Given that the Viola top corresponds to a peak in a normal “positive” polarity data (Fig. 5) and the sonic well-log values increase with increasing porosity (Fig. 6), the lower amplitude for the reservoir facies is well justified for this case study. This observation is further corroborated when comparing amplitude at producers with that at dry holes (Fig. 10). Figure 7 provides evidence on that instantaneous frequency clearly surges in the pay zone. The spatial correlation of higher instantaneous frequency (Fig. 12) highlights the point that what has been evidenced by cross-plotting density porosity versus instantaneous frequency for Stephens 1 is applicable to the entire area of study.
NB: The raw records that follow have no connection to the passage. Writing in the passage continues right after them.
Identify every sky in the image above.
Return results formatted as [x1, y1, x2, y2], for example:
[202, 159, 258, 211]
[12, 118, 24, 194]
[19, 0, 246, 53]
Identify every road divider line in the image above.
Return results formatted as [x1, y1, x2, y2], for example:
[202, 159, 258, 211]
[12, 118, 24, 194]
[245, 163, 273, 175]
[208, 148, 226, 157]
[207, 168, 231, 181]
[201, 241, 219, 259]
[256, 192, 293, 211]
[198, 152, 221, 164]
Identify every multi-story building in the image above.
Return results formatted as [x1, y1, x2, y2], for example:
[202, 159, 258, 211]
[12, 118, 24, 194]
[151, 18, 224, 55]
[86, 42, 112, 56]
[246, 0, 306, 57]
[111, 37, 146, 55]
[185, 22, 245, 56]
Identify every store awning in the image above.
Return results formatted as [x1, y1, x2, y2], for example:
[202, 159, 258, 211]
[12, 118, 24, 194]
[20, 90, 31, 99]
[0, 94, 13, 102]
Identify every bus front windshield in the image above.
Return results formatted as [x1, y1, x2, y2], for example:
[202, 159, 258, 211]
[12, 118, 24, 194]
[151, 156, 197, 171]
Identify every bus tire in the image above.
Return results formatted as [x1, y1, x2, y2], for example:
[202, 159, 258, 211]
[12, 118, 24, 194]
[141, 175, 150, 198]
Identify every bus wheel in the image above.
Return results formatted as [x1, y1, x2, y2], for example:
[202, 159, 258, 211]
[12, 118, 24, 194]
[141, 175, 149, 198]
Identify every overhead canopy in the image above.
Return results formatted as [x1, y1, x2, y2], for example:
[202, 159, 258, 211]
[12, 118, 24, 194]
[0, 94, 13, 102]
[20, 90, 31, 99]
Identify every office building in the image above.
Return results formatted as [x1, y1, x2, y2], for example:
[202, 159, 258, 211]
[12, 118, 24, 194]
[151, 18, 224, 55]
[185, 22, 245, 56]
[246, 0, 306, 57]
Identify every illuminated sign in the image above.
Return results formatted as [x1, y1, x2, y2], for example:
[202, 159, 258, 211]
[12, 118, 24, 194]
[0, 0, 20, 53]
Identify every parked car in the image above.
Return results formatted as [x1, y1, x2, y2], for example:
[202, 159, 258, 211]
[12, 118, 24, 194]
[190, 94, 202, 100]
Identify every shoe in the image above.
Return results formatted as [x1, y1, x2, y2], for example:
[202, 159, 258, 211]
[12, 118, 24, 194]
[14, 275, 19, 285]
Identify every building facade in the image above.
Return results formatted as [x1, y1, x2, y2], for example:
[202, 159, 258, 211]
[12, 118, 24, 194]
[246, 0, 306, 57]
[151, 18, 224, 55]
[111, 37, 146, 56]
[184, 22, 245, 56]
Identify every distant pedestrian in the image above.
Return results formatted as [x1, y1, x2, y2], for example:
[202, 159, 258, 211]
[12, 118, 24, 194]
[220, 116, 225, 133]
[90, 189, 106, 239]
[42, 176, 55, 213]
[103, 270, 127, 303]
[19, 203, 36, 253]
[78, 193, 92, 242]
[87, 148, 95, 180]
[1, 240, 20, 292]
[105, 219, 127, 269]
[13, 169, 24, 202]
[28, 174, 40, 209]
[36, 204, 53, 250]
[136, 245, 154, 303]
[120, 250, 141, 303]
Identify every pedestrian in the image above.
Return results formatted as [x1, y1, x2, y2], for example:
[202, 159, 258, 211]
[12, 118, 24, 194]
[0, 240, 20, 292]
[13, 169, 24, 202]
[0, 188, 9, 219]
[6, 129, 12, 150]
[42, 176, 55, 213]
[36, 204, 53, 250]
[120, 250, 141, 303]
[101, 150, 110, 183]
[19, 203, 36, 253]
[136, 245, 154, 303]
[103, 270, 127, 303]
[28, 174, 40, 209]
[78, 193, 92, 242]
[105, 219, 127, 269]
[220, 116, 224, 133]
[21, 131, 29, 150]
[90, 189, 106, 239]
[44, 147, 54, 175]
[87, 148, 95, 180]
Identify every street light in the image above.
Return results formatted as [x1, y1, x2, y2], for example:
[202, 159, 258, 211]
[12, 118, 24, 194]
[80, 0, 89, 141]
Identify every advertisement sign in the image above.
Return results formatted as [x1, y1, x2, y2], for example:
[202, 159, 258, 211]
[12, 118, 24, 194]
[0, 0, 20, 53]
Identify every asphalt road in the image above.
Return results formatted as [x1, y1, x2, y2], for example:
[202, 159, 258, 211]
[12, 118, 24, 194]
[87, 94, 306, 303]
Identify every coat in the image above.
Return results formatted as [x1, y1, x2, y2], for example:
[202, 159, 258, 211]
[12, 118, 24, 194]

This case study presents an example of utilizing the sensitivity of instantaneous frequency to the thin pay zone as a proxy to hydrocarbon presence. This utilization has been greatly assisted by the increased resolution due to velocity decrease as was evidenced by a doublet response for the Viola top. Time structural maps (Fig. 16) on the top the Viola; one time tracking the upper half of the doublet (lower map in Fig. 16) and another time tracking the lower peak of the doublet, indicate strong correlation of the doublet with the productive facies. This pay zone is successfully outlined based on a low amplitude and higher instantaneous frequency seismic facies. These seismic facies are clearly an outcome of the combined effect of pay zone thickness (thin-layer effects) and increase of temporal resolution as a result of lower velocities caused by hydrocarbon and higher porosity effects.

Fig. 16
figure 16

Structural time maps for Viola top with tracking the lower peak of of the doublet split when present (upper time horizon) and with tracking the upper peak of the doublet (lower map); production wells (black) are associated with the presence of the doublet as evident from correlating the difference with the locations of the unsuccessful (purple lines) and successful (black lines) wells

5 Conclusions

Previous work by Richardson (2013) explains varying thickness in the Viola as it relates to preserving the productive porosity in a paleotopographic trap. In our approach of outlining areas with productive facies (Viola “A” zone), we adopted low amplitude, high instantaneous frequency seismic facies with meaningful correlation with the reservoir facies as evidenced by drilling results, and SEM scans, and petrographic images of reservoir facies. The calibrated seismic facies can also be used in outlining thin sands in intervals of shale or carbonates as long as the sand time thickness less than one wavelet breadth.

The wells associated with higher production rates exhibit both diagnostic dolostone and packstone/grainstone facies with prominent vuggy porosity along with seismic response of lower amplitudes and higher instantaneous frequency than the non-reservoir facies. Integration of other independent data such as petrographic images, SEM scans, and well-log facies has validated the pay-zone seismic facies for use in deciding on future well placement.